Sony CEO Was Already Freaking Out About 'The Interview' This Summer

The US is finally getting ready to blame North Korea for the massive Sony Pictures Entertainment hack most likely linked to the movie “The Interview,” starring Seth Rogen and James Franco. 

But apparently problems with the movie started much sooner. Sony Corp.’s CEO was already freaking out over the summer about specific gruesome scenes in the movie “The Interview” that likely angered North Korea.

The movie tells the story of journalists instructed by the CIA to assassinate Kim Jong-un after scoring an interview with the North Korea dictator.

North Korea’s subsequent hack — which released tons of cringe-worthy emails — also revealed that Sony Corp’s CEO Kazuo Hirai was unusually involved in the production of “The Interview” after North Korea called the movie an “act of war” after seeing promos for it.
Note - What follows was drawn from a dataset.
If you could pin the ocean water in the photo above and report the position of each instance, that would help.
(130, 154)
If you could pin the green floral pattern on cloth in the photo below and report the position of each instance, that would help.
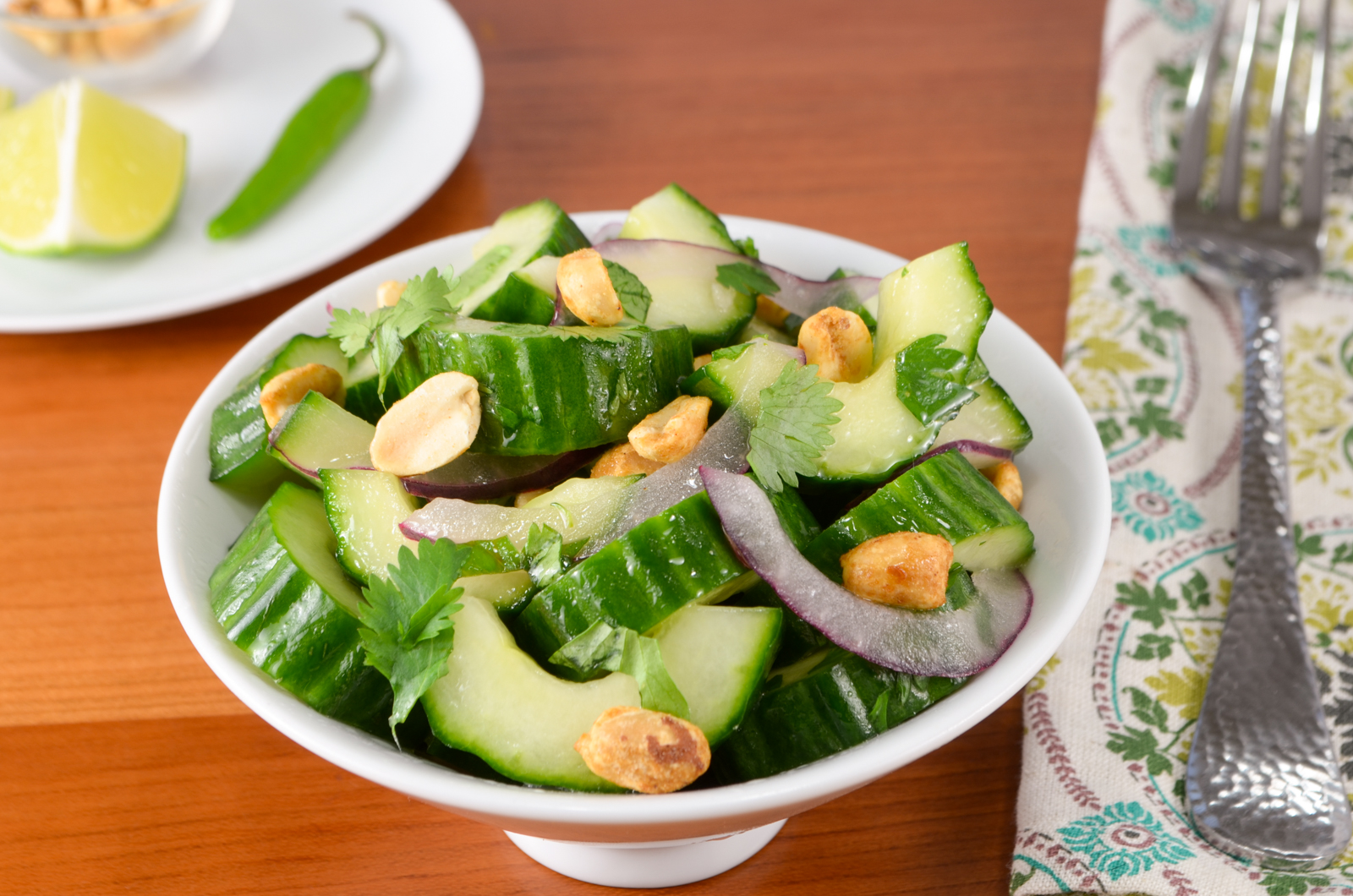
(1154, 355)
In fact, Hirai “broke a 25-year tradition” by interfering with the production of the irreverent comedy starting Seth Rogen and James Franco, The New York Times has reported. Generally, an executive from parent company Sony Corp. wouldn’t insert himself into the decisions of the company’s usually independent studio, Sony Pictures.

Hacked emails cited by The Times showed that Hirai told the studio to tone down a scene showing Kim’s head exploding. Seth Rogen sent an email to Sony Pictures executives that apparently addressed Hirai’s concerns about the exploding head. Here’s that email, via Gawker:


A few days later, Sony Pictures Co-Chairman Amy Pascal sent an email to Hirai outlining the ways in which the head-exploding scene was toned down. He ultimately approved “shot #337,” which cuts down on “face melting,” “fire in the hair,” “embers on the face” and the “head explosion,” according to Gawker.

Sony Corp.’s Japan-based CEO may have been more sensitive than American executives to the possibility of angering North Korea, as The New York Times reported. It was just 30 years ago that North Korea was still kidnapping Japanese so they could serve as Japanese-language instructors in North Korea, according to The Times.